Hauptsache, viel tun und viel machen
Der junge Vater ist mit seinem 100-Prozent-Pensum in guter Gesellschaft. Insgesamt arbeiten rund 82Prozent aller Männer Vollzeit. Bei den Vätern mit Kindern unter zwölf Jahren sind es nochmals mehr. Dort sind es rund 87 Prozent, wie Zahlen des Bundesamts für Statistik zeigen (siehe Grafik). Interessanterweise arbeiten Väter also eher Vollzeit als jene Männer, die keine Kinder haben. Und dies, obwohl Väter in Umfragen regelmässig erklären, mehr Zeit mit der Familie verbringen zu wollen.
Wie geht das zusammen?
Mit dieser Frage setzt sich Markus Theunert (50) seit über zehn Jahren auseinander. Der Gründer von männer.ch, dem Dachverband Schweizer Männer- und Väterorganisationen, sagt: «Dass Männer keinen Zugang zu Teilzeitjobs haben, ist Ausrede und Tatsache zugleich.»

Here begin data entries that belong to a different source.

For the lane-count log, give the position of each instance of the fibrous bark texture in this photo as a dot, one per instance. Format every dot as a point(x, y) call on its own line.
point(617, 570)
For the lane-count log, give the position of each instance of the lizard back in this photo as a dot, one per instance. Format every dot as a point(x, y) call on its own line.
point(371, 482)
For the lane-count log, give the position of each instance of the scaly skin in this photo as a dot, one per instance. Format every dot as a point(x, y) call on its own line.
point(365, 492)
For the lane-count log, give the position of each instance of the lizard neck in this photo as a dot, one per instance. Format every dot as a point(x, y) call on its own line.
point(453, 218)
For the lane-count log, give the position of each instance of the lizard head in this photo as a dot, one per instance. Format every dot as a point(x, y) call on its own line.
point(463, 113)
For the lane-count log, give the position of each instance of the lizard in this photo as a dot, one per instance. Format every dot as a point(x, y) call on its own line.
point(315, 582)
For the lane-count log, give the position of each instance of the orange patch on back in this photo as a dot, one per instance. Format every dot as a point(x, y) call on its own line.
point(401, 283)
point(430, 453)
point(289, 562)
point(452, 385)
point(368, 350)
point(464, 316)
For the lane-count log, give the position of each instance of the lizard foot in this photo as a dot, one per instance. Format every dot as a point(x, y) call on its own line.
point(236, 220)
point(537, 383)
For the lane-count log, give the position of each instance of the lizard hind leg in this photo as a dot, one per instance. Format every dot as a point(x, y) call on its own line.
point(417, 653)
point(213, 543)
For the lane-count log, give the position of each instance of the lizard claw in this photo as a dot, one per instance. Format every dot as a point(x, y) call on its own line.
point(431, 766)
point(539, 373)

«Ausrede», weil es viele Männer in der Hand hätten, ihr Pensum zu reduzieren – dies aber gar nicht wollten. «Die Mehrheit der Männer definiert sich über ihren Job», sagt Theunert. «Wer viel arbeitet und viel Macht hat, steht im Männlichkeitsranking ganz weit oben.» Reduziert ein Mann sein Pensum, stellt er demnach seine Position infrage: in der Firma, unter den Arbeitskollegen, im Freundeskreis. Zumindest, wenn dort traditionelle Rollenbilder vorherrschen.
Nichts illustriert dies besser als die Wortmeldung eines Kursteilnehmers zum Thema Vereinbarkeit von Beruf und Familie. «Wenn ich 80 Prozent arbeite, gelte ich nur noch als halbe Portion», sagte ein Seminarteilnehmer zu Theunert.

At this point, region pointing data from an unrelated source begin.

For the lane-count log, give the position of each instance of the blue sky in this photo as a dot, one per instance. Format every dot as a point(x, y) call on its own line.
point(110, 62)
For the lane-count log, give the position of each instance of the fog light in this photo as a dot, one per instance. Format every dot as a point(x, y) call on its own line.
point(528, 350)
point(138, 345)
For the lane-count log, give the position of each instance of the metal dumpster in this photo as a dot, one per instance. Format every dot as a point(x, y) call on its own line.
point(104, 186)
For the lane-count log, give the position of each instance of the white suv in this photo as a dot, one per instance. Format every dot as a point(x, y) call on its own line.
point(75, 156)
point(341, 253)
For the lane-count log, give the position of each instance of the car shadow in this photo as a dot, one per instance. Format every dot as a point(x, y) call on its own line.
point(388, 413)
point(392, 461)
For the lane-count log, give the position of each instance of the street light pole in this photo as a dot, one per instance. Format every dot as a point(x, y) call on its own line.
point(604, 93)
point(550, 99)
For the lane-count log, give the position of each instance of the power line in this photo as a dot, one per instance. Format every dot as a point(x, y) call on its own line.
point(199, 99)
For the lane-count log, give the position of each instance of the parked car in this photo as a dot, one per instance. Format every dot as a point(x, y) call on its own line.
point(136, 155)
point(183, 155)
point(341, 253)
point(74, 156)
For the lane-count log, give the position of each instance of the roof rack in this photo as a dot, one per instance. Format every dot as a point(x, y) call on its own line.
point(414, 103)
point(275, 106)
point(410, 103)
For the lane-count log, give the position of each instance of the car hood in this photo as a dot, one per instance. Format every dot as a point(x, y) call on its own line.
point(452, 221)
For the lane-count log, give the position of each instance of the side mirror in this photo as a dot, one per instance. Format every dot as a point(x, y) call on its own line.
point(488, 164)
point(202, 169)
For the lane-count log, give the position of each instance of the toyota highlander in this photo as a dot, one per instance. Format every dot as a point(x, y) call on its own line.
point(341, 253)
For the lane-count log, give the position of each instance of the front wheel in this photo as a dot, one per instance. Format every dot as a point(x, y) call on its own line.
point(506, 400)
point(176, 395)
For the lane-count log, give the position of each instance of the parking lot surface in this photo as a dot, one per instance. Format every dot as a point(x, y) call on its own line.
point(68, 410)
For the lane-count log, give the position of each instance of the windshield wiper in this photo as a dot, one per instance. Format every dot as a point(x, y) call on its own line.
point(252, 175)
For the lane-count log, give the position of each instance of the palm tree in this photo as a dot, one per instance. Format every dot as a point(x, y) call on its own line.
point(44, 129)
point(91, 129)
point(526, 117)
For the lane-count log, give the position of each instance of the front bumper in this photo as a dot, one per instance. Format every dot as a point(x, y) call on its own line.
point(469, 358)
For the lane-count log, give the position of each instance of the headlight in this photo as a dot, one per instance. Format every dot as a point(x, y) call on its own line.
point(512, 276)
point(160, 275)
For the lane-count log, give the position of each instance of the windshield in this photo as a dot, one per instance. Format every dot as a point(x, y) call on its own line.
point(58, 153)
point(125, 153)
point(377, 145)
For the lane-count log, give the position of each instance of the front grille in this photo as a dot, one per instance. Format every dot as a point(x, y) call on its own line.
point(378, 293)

Teilzeit schädigt Karriere
Ein Satz, den Lukas H.* (49) unterschreiben würde. Er hat drei Kinder, ist Kundenberater bei einer Privatbank und sagt: «Mit 80 Prozent würde man bei uns auf dem Abstellgleis landen.» Würde – denn Teilzeitjobs gibt es in seiner Branche ohnehin keine. «Wir arbeiten alle mehr als 100 Prozent», sagt H. Neben der Büroarbeit gilt es, abends und am Wochenende Klienten zu akquirieren. In seinem Business zählen Kundenkontakte. Je exklusiver, desto besser.
Tatsächlich hat die Unternehmenskultur einen starken Einfluss darauf, ob Väter ihr Pensum reduzieren. «Sind die direkten Vorgesetzten gegen Teilzeitarbeit, klappt es kaum», so Theunert.
Wie schwer Teilzeit und Karriere zu vereinbaren sind, hat Journalist Stefan M.* (46) erlebt. Der Familienvater arbeitete lange Zeit 80 Prozent. Sein Motto: «Wenn ich Kinder auf die Welt stelle, will ich auch für sie da sein.» Doch als er sich vor ein paar Jahren für eine Führungsposition bewarb, sah er sich vor die Wahl gestellt. Vollzeit oder gar nicht, so die Vorgabe seines Chefs. Also stockte Stefan M. auf. «Das fiel mir schwer. Aber ich wollte die Chance packen.»
Dass Teilzeitpensen Karrierekiller sind, ist erwiesen – und gilt für Männer wie Frauen. Doch: Wenn Männer Teilzeit arbeiten wollen, werden sie dafür stärker bestraft als Frauen. Das zeigt eine Untersuchung von Daniel Kopp (37), Arbeitsmarktexperte bei der Konjunkturforschungsstelle (KOF) der ETH.
Wer abweicht, wird bestraft
Für seine Studie hat Kopp analysiert, wie Firmen bei der Rekrutierung von neuen Mitarbeitern vorgehen. Dazu schaute er sich das Suchverhalten von HR-Verantwortlichen auf einem grossen Jobportal an. Das Resultat war eindeutig: Wer als Mann eine Teilzeitstelle sucht, reduziert seine Chancen auf eine Anstellung. Und zwar stärker als eine Frau.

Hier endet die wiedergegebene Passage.